Yes, there were glitches. It was a bit of a walk from the subways, and street parking was difficult (although a cab ride from Manhattan was only in the $25 range). Marvin, in a brilliant promotional move, somehow talked the Brooklyn Brewery into providing endless free beer on opening night. The fact that no toilets had yet been installed in the venue dawned on people slowly, then all at once. Happily there were only a few porta-potty traffic jams and the parking lot remained dry.

Speaking of leaks, the roof leaked.

And speaking of the parking lot, it was crammed with exhibitor vehicles on Sunday afternoon, presenting the potential for snarled traffic and frayed tempers at move-out. But from what I heard, things went smoothly and tempers didn't fray until people got on the highways and discovered most of the western world out there with them. I spent a delightful hour approaching the Whitestone Bridge, listening to the lame-ass Jets and watching gangsta cars cut into non-existent holes in the not-moving traffic. Ah, New York... And nobody realized until it was too late that the book dealers' booths were set up with their backsides to the plate glass windows, which presented an unwelcoming view to the street.

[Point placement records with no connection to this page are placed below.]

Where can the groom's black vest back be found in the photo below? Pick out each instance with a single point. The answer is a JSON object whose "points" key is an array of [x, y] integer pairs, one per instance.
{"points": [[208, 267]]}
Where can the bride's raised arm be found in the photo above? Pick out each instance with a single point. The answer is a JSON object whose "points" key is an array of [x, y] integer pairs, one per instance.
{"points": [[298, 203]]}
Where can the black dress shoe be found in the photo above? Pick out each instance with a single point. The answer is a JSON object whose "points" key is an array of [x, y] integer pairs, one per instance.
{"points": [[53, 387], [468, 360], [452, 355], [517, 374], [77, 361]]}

Marvin says this is one of the first things he'll fix for the next show... but will there be a next show? No one knows. No one knows how this new venue will fare commercially, or how the operators plan to structure rates in the future. We might have two shows here next year, or we might be priced out. Fewer antique dealers are likely to return, and Marvin isn't sure he can find 140 book dealers to fill this space. So, unlike most book fairs, anchored in time and place, the future of the Brooklyn Book Fair is riddled with uncertainty.

But don't you worry. Marvin's working on it
Most of my colleagues are hoping these problems can be resolved and that there will be more shows in this lively neighborhood. It may have been just the terrific venue that made this show feel like a success, but it was that feeling of success, and the improvisational seat-of-the-pants manner in which it was accomplished, that has inspired more than a little “In Marvin We Trust.”



So thank you, Marvin's daughter. The Brooklyn Expo Center was a good call.